Résumé de la décision
Dans cette affaire, X..., un ouvrier de l'usine de Montluçon de la société "Produits Chimiques Pechiney-Saint-Gobain", conteste le jugement qui a débouté sa demande de paiement des sommes retenues pour absences sur sa prime de productivité pour l'année 1963. Le tribunal a jugé que l'accord collectif de Saint-Gobain du 14 novembre 1959 avait cessé d'être applicable, et que les relations entre l'employeur et le personnel étaient régies par une décision patronale du 7 janvier 1963. Le jugement a été confirmé sur plusieurs moyens, notamment la nature des obligations à exécution successive et la légalité des conditions d'attribution de la prime.
Arguments pertinents
1. Expiration de l'accord collectif : Le jugement a constaté que l'accord de Saint-Gobain avait été conclu pour une durée déterminée et n'avait pas été prorogé au-delà du 31 décembre 1961. Par conséquent, les dispositions relatives à la prime de productivité ont cessé d'être applicables à partir de cette date. Le tribunal a souligné que les accords d'établissement ne peuvent être remplacés que dans les mêmes conditions, ce qui n'était pas le cas ici.
> "Les dispositions de l'accord de 1959, relatives à la prime de productivité, se sont exécutées par le paiement de prestations échelonnées dans le temps et sont donc des obligations à exécution successive."
2. Nature de la prime de productivité : Le jugement a également statué que la prime litigieuse ne pouvait pas être considérée comme une prime de tonnage, car elle était déterminée par des éléments autres que le seul tonnage produit. Cela a conduit à la conclusion que la prime pouvait être réduite en raison d'absences, y compris celles dues à des grèves.
> "L'incorporation en l'espèce dans son mode de calcul d'éléments autres que le résultat montrait qu'elle était bien une prime suivant les fluctuations de la productivité."
Interprétations et citations légales
1. Accord collectif et expiration : L'article 3 de l'accord collectif de Saint-Gobain stipule que les obligations à exécution successive cessent d'être applicables à partir de la date d'expiration de l'accord. Cela a été interprété comme signifiant que les dispositions de l'accord ne peuvent pas être prolongées au-delà de leur date d'expiration sans un nouvel accord.
> "Les dispositions fixant les obligations à exécution successive ne seront plus applicables à partir de sa date d'expiration."

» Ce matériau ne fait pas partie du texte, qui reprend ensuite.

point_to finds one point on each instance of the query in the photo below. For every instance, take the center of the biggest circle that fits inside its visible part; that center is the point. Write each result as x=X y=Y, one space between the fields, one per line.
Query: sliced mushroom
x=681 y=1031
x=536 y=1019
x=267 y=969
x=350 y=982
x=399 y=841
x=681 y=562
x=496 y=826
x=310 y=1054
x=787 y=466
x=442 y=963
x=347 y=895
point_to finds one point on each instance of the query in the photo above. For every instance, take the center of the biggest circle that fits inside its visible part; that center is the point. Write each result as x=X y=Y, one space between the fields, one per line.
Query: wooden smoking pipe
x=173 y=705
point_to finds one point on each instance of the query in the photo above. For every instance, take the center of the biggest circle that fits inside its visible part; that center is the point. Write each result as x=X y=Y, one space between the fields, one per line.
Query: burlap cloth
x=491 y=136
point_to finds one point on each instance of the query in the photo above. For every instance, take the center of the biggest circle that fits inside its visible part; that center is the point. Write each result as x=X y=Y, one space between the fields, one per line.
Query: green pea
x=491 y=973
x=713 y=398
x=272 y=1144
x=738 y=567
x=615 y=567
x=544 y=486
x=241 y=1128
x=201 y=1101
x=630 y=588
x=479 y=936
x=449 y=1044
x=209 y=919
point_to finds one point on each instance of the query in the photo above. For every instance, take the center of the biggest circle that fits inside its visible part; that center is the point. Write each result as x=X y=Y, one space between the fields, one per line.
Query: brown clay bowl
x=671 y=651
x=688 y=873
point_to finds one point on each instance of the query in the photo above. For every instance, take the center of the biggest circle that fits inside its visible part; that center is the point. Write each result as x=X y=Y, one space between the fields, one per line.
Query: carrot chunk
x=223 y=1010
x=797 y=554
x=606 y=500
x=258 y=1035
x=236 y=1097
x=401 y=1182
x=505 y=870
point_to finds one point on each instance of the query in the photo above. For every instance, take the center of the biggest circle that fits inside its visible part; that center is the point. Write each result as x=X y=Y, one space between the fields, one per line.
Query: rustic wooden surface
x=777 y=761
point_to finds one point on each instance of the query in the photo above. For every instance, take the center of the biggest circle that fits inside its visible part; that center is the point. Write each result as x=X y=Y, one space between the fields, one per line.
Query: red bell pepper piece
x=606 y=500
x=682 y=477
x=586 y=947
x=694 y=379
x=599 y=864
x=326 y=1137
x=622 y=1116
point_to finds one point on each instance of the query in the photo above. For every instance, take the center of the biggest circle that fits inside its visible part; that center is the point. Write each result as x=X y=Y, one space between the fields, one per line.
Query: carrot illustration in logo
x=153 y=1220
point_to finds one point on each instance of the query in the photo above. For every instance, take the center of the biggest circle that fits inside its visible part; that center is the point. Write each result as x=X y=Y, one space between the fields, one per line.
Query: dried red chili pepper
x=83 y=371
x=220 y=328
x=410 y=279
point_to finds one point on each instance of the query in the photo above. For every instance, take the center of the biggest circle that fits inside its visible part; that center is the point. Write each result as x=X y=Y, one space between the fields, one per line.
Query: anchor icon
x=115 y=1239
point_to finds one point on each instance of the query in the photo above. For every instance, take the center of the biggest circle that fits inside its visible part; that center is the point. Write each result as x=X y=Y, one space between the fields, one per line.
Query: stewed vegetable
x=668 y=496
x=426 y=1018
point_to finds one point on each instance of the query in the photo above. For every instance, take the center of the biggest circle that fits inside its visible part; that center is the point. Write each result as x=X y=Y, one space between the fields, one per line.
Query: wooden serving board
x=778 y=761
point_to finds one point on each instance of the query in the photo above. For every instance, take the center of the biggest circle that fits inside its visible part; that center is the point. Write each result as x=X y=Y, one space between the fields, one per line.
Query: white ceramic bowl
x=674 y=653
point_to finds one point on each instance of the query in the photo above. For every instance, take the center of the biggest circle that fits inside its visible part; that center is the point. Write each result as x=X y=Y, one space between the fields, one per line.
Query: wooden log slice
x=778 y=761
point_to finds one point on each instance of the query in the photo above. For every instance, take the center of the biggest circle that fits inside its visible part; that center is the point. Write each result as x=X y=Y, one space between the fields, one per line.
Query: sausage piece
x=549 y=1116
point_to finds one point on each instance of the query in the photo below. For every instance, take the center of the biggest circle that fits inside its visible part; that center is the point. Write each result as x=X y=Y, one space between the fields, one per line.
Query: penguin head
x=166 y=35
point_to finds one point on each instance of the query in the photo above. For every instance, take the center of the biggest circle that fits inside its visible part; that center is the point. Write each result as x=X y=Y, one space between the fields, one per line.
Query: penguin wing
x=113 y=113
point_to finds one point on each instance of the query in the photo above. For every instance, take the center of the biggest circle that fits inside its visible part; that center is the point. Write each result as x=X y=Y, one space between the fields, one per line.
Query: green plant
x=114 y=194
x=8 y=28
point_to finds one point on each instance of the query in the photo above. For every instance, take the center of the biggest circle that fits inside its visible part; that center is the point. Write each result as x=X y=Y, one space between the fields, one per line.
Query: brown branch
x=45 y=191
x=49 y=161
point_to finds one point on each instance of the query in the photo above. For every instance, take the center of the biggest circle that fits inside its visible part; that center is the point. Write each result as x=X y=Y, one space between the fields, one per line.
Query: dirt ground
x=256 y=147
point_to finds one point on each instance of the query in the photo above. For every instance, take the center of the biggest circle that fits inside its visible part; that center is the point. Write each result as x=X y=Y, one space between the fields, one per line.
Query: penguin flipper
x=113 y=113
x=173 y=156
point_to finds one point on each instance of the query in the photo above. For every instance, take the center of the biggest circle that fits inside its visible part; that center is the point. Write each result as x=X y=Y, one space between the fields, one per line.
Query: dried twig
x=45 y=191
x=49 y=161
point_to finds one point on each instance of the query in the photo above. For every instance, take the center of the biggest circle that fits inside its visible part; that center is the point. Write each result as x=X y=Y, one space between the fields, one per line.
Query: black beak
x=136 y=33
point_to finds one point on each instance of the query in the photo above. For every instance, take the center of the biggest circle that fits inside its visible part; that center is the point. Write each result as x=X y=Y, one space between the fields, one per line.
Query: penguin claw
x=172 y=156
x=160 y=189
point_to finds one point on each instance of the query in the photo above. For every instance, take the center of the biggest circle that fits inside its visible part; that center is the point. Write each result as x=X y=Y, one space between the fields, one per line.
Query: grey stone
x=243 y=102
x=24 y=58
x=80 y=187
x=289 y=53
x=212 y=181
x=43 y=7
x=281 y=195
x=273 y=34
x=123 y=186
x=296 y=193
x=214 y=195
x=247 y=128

2. Convention collective nationale : L'article 22 de la convention collective nationale des industries chimiques permet aux employeurs de modifier les formules des primes de productivité. Cela a été interprété comme une autorisation de modifier les conditions d'attribution des primes, même après leur incorporation dans le salaire.
> "La nouvelle répartition des primes effectuées en vertu de ce texte devait être définitive."
3. Droit de grève et primes : Concernant le droit de grève, le tribunal a noté que la prime avait été instituée unilatéralement par l'employeur, qui avait déterminé les conditions d'attribution sans intention de pénaliser les grévistes. Cela a été crucial pour justifier que les absences, y compris celles dues à la grève, pouvaient affecter le montant de la prime.
> "Les heures d'absence intervenant dans le calcul de ses éléments, elle pouvait subir des abattements par suite d'absences même pour grève."
En conclusion, le jugement a été confirmé sur la base de l'expiration de l'accord collectif, de la nature des obligations à exécution successive, et de la légalité des conditions d'attribution de la prime de productivité, respectant ainsi les dispositions légales applicables.